Die Auszeichnung hat dazu beigetragen, das Thema weiter zu befördern. Menschen für das Thema zu gewinnen. Es ist aber auch für alle, die an diesem Thema arbeiten, eine Anerkennung, die zeigt, dass die Stadt Wunstorf auf dem richtigen Weg ist.
Was wünschen Sie sich, damit die Verkehrswende insgesamt noch schneller vorankommt?
Damit die Verkehrswende eine echte Chance hat eine Erfolgsgeschichte zu werden, sind verschiedene Faktoren von großer Bedeutung.
Zusammenarbeit:
Die Verkehrswende, insbesondere auf kommunaler Ebene, liegt nicht alleine in der Hand der Kommunen. Es gibt zahlreiche Akteure, die bei der Realisierung Mitverantwortung tragen. Verkehrswende ist eine Querschnittsaufgabe – man kann dazu in viele Fachrichtungen schauen. So ist das Straßennetz auf verschiedene Straßenbaulastträger aufgeteilt. Die Zusammenarbeit und die Prioritätensetzung müssen zusammenpassen.

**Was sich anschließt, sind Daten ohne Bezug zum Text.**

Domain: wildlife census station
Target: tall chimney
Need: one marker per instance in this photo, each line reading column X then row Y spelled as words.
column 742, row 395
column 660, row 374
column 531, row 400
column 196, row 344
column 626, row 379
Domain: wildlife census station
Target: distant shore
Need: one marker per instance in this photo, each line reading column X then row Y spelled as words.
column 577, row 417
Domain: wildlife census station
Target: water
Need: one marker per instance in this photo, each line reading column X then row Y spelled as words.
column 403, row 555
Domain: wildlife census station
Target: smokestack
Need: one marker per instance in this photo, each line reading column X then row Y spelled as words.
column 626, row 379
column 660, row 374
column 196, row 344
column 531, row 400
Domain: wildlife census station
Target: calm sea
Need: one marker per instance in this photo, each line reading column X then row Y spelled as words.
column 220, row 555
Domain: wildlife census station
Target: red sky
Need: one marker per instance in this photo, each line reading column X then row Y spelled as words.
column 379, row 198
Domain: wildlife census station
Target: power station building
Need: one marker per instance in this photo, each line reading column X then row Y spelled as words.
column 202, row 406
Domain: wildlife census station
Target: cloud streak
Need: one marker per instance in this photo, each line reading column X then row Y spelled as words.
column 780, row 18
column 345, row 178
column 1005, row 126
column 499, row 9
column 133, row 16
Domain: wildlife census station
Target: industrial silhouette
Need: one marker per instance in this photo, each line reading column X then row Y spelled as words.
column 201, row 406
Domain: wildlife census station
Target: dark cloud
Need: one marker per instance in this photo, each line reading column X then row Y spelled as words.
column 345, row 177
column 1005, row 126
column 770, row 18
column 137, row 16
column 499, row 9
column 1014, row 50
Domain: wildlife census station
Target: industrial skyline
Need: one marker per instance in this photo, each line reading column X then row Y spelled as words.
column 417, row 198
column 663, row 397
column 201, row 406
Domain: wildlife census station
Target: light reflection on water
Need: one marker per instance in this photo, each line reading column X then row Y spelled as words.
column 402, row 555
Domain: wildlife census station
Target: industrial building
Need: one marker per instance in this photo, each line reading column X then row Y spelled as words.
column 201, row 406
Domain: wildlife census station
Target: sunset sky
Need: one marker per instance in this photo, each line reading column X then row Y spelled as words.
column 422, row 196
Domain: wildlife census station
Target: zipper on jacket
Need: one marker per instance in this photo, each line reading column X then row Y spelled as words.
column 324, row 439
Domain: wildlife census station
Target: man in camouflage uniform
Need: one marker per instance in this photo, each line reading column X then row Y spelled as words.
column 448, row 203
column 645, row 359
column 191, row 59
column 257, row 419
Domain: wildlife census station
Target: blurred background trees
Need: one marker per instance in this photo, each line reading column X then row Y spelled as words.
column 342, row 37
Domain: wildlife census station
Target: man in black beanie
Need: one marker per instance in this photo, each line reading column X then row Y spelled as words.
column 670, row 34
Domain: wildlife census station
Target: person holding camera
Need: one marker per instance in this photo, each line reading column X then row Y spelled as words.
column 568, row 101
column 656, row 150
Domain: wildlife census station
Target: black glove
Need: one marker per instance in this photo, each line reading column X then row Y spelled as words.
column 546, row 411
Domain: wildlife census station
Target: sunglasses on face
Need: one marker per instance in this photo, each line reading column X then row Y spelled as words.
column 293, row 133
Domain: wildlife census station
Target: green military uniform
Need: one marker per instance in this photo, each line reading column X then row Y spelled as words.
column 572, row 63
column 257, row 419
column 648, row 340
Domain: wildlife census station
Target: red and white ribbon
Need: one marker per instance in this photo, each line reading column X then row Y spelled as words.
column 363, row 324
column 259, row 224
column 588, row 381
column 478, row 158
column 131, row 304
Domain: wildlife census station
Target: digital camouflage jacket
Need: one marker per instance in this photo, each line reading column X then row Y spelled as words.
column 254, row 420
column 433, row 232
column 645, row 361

Wenn dies nicht gegeben ist, können sinnvolle Maßnahmen nicht umgesetzt und finanzielle Möglichkeiten nicht genutzt werden.
Planverfahren:
Planverfahren sind in fast allen Tätigkeitsbereichen der Kommunen zu Bürokratiemonstern ausgeartet, deren Abarbeitung unglaubliche Ressourcen verschlingen und in der zeitlichen Dimensionierung oft Jahre benötigen.
Dabei gibt es nur wenige Ausnahmen für kleine Maßnahmen, so dass der Aufwand bei kleineren, aber sehr sinnvollen Maßnahmen bisweilen nicht mehr zu rechtfertigen ist.
Förderungen:
Auch wenn durchaus Geld für Maßnahmen zur Verfügung steht, ist es oft sehr aufwendig und auch zeitintensiv, Fördergelder zu bekommen. Auch hier beträgt der Vorlauf mitunter anderthalb bis zwei Jahre.
Wenn wir etwas bewegen wollen, dann muss eine Entbürokratisierung auf den verschiedenen Ebenen stattfinden. Kommunen müssen Handlungsspielräume zurückbekommen.